TL;DR - this is an optimization that doesn't have much effect at small lru_cache sizes, but (see Raymond's reply) has a larger effect as your lru_cache size gets bigger.

So this piqued my interest and I decided to see if this was actually true.

First I went and read the source for the LRU cache. The implementation for cpython is here: https://github.com/python/cpython/blob/master/Lib/functools.py#L723 and I didn't see anything that jumped out to me as something that would operate better based on powers of two.

So, I wrote a short python program to make LRU caches of various sizes and then exercise those caches several times. Here's the code:

from functools import lru_cache
from collections import defaultdict
from statistics import mean
import time

def run_test(i):
    # We create a new decorated perform_calc
    @lru_cache(maxsize=i)
    def perform_calc(input):
        return input * 3.1415

    # let's run the test 5 times (so that we exercise the caching)
    for j in range(5):
        # Calculate the value for a range larger than our largest cache
        for k in range(2000):
            perform_calc(k)

for t in range(10):
    print (t)
    values = defaultdict(list)
    for i in range(1,1025):
        start = time.perf_counter()
        run_test(i)
        t = time.perf_counter() - start
        values[i].append(t)

for k,v in values.items():
    print(f"{k}\t{mean(v)}")

I ran this on a macbook pro under light load with python 3.7.7.

Here's the results:

https://docs.google.com/spreadsheets/d/1LqZHbpEL_l704w-PjZvjJ7nzDI1lx8k39GRdm3YGS6c/preview?usp=sharing

LRU Cache size vs time. The graph is random and spiky.

The random spikes are probably due to GC pauses or system interrupts.

At this point I realized that my code always generated cache misses, and never cache hits. What happens if we run the same thing, but always hit the cache?

I replaced the inner loop with:

    # let's run the test 5 times (so that we exercise the caching)
    for j in range(5):
        # Only ever create cache hits
        for k in range(i):
            perform_calc(k)

The data for this is in the same spreadsheet as above, second tab.

Let's see: Graph of LRU Cache size vs Time with only cache hits. The graph is random and spiky.

Hmm, but we don't really care about most of these numbers. Also, we're not doing the same amount of work for each test, so the timing doesn't seem useful.

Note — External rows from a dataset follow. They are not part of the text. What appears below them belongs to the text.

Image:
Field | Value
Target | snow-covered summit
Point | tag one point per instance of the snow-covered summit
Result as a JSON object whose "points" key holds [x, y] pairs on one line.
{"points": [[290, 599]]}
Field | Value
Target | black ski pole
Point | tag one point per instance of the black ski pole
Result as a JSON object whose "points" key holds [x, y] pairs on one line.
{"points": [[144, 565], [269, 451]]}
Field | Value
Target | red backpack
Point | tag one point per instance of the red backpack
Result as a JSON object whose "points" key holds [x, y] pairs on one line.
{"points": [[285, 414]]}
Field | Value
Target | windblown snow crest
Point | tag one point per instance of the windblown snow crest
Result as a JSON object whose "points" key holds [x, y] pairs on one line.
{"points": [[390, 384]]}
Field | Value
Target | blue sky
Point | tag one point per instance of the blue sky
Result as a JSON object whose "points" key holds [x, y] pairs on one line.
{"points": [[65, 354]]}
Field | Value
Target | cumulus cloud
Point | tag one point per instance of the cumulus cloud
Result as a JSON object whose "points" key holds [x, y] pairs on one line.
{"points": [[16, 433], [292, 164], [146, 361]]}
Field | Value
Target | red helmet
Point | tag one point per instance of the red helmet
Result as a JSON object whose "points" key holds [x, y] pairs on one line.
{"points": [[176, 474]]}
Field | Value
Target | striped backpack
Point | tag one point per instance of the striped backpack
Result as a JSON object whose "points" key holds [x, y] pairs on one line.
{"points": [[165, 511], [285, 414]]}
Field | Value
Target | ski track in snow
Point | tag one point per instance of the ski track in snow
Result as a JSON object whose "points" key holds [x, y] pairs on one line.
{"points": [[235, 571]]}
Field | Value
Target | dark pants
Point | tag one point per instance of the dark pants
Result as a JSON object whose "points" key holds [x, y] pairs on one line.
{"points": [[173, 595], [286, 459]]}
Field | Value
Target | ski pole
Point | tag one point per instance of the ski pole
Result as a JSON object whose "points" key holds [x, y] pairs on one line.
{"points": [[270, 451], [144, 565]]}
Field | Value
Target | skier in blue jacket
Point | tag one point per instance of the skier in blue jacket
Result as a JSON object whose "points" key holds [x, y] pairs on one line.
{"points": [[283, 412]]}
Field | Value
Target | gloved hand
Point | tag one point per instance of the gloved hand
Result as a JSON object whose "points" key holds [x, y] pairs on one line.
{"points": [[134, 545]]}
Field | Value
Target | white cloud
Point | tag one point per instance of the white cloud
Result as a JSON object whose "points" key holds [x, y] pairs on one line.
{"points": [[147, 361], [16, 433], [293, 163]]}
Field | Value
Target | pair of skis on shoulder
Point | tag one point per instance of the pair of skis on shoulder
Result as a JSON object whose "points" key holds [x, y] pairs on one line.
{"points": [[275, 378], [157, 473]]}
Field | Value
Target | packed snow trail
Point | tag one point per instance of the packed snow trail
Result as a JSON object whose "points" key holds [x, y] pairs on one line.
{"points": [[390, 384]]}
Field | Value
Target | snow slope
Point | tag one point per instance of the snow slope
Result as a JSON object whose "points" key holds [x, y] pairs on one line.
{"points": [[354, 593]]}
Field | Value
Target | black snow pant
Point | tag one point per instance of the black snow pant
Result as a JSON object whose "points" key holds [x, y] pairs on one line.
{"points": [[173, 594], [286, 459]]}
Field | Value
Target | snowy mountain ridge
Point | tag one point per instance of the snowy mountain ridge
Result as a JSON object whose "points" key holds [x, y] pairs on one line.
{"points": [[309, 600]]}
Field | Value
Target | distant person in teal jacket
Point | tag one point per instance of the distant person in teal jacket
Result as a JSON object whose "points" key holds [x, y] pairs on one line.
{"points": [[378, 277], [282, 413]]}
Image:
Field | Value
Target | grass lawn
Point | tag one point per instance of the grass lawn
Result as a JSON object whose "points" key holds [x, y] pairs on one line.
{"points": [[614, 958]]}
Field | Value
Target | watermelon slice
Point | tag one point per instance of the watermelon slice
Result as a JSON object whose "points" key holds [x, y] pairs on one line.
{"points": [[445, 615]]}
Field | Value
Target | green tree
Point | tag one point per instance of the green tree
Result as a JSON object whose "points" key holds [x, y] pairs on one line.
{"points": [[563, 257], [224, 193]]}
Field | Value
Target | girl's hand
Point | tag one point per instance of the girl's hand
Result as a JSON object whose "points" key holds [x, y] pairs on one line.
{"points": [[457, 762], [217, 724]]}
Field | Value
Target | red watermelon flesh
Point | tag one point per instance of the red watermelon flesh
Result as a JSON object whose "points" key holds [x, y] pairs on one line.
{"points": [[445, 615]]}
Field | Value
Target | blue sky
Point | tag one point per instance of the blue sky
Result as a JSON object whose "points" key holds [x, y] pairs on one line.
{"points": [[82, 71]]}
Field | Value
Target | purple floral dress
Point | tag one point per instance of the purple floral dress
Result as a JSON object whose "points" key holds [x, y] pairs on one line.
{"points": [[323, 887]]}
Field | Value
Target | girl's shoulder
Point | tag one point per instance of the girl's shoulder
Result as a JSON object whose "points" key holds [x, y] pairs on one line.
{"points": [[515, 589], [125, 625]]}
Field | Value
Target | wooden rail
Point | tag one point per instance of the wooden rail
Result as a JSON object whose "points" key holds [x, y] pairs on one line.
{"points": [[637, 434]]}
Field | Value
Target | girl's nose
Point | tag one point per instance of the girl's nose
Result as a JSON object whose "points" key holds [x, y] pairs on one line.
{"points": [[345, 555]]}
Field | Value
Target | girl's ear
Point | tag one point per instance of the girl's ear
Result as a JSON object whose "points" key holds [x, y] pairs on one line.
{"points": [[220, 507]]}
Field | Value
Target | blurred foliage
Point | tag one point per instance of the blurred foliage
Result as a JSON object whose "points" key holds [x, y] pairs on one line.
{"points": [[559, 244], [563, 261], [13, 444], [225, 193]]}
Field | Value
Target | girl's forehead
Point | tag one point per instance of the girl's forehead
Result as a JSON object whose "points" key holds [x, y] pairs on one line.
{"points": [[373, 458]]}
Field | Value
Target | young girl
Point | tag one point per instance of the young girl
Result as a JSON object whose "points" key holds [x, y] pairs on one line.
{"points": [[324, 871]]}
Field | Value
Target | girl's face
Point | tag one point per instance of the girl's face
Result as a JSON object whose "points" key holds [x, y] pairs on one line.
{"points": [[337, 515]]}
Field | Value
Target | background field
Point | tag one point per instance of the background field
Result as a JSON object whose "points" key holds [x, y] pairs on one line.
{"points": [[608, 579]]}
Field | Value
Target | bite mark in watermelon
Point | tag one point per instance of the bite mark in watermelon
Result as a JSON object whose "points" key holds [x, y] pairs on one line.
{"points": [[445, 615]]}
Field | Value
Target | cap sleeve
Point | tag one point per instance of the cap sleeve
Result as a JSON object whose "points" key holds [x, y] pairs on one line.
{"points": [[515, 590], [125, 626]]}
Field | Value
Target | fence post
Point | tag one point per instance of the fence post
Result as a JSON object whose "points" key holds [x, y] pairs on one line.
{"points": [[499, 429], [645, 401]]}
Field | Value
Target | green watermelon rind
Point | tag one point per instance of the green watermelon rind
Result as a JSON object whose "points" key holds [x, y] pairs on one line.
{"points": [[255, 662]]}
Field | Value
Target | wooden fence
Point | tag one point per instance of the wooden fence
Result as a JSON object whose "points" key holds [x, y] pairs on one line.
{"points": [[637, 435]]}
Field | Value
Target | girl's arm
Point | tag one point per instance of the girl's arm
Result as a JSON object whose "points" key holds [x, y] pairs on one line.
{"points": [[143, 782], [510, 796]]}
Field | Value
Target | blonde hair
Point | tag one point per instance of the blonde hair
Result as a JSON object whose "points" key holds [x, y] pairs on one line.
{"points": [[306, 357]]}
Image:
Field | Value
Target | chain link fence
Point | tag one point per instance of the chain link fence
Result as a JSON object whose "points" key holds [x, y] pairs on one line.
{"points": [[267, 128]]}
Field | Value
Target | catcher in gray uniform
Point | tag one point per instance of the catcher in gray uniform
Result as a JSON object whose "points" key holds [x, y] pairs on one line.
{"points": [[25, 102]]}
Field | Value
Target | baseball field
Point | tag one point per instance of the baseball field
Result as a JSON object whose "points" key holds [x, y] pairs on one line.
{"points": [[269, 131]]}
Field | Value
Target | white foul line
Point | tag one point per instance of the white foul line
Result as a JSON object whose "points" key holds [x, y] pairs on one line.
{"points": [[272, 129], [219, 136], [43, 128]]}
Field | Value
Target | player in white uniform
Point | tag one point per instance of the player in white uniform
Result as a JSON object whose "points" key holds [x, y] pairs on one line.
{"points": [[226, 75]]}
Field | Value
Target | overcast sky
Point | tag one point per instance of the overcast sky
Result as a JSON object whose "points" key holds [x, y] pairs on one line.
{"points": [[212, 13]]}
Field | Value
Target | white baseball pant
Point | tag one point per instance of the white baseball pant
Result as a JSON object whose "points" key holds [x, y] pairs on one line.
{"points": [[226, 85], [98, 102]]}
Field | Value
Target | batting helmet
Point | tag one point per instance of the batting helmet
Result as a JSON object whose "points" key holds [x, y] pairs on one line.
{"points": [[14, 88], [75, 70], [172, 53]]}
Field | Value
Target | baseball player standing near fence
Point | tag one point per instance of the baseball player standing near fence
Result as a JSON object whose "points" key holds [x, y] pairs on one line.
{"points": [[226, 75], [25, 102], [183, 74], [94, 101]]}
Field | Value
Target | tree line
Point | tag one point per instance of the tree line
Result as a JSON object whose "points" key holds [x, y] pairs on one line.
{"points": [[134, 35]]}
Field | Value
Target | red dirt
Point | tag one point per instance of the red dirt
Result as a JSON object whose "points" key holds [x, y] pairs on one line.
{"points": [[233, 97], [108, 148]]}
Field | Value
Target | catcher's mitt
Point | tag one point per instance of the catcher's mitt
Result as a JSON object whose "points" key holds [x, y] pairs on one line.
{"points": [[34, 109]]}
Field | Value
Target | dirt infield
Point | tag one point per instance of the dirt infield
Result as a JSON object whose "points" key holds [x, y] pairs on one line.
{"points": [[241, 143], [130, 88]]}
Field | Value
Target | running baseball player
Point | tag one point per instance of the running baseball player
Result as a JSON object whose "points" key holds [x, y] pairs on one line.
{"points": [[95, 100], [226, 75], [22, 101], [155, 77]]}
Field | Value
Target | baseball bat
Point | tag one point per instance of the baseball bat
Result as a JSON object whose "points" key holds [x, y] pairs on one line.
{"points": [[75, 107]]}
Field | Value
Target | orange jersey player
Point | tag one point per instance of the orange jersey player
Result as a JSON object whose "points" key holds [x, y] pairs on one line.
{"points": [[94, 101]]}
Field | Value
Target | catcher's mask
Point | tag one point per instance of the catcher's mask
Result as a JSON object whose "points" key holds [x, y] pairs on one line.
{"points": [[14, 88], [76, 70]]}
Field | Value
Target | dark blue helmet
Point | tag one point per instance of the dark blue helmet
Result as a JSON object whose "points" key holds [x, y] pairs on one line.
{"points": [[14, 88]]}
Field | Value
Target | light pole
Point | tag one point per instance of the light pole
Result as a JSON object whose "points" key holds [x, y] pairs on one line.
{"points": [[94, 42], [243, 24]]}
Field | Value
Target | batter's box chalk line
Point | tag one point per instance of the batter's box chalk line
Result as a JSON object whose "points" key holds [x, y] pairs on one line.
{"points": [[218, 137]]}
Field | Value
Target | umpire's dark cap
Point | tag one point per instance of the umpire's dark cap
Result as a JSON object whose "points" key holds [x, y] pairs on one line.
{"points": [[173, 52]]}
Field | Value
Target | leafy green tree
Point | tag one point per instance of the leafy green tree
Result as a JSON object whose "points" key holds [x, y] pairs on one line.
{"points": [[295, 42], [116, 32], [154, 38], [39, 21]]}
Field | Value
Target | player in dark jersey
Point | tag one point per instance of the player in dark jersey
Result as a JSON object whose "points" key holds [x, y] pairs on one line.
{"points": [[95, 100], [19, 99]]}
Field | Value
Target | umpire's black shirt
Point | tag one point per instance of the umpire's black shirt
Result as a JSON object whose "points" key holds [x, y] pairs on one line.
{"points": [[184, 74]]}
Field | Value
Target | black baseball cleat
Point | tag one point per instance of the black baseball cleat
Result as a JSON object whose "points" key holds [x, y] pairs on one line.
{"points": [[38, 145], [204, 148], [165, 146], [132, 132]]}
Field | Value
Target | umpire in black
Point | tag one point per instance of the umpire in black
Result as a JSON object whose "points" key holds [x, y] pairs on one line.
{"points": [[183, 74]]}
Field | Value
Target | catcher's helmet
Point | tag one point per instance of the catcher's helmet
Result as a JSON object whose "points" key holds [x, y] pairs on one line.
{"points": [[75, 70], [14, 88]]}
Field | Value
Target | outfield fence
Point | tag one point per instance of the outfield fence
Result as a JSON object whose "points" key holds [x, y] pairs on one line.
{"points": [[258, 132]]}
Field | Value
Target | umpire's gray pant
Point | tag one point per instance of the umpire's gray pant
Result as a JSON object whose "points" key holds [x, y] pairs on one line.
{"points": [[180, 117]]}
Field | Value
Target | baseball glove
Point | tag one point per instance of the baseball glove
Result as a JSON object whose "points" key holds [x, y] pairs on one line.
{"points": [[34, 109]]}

What if we run it for just 2^n 2^n + 1, and 2^n - 1. Since this speeds things up, we'll average it out over 100 tests, instead of just 10.

We'll also generate a large random list to run on, since that way we'll expect to have some cache hits and cache misses.

from functools import lru_cache
from collections import defaultdict
from statistics import mean
import time
import random

rands = list(range(128)) + list(range(128)) + list(range(128)) + list(range(128)) + list(range(128)) + list(range(128)) + list(range(128)) + list(range(128))
random.shuffle(rands)

def run_test(i):
    # We create a new decorated perform_calc
    @lru_cache(maxsize=i)
    def perform_calc(input):
        return input * 3.1415

    # let's run the test 5 times (so that we exercise the caching)
    for j in range(5):
        for k in rands:
            perform_calc(k)

for t in range(100):
    print (t)
    values = defaultdict(list)
    # Interesting numbers, and how many random elements to generate
    for i in [15, 16, 17, 31, 32, 33, 63, 64, 65, 127, 128, 129, 255, 256, 257, 511, 512, 513, 1023, 1024, 1025]:
        start = time.perf_counter()
        run_test(i)
        t = time.perf_counter() - start
        values[i].append(t)

for k,v in values.items():
    print(f"{k}\t{mean(v)}")

Data for this is in the third tab of the spreadsheet above.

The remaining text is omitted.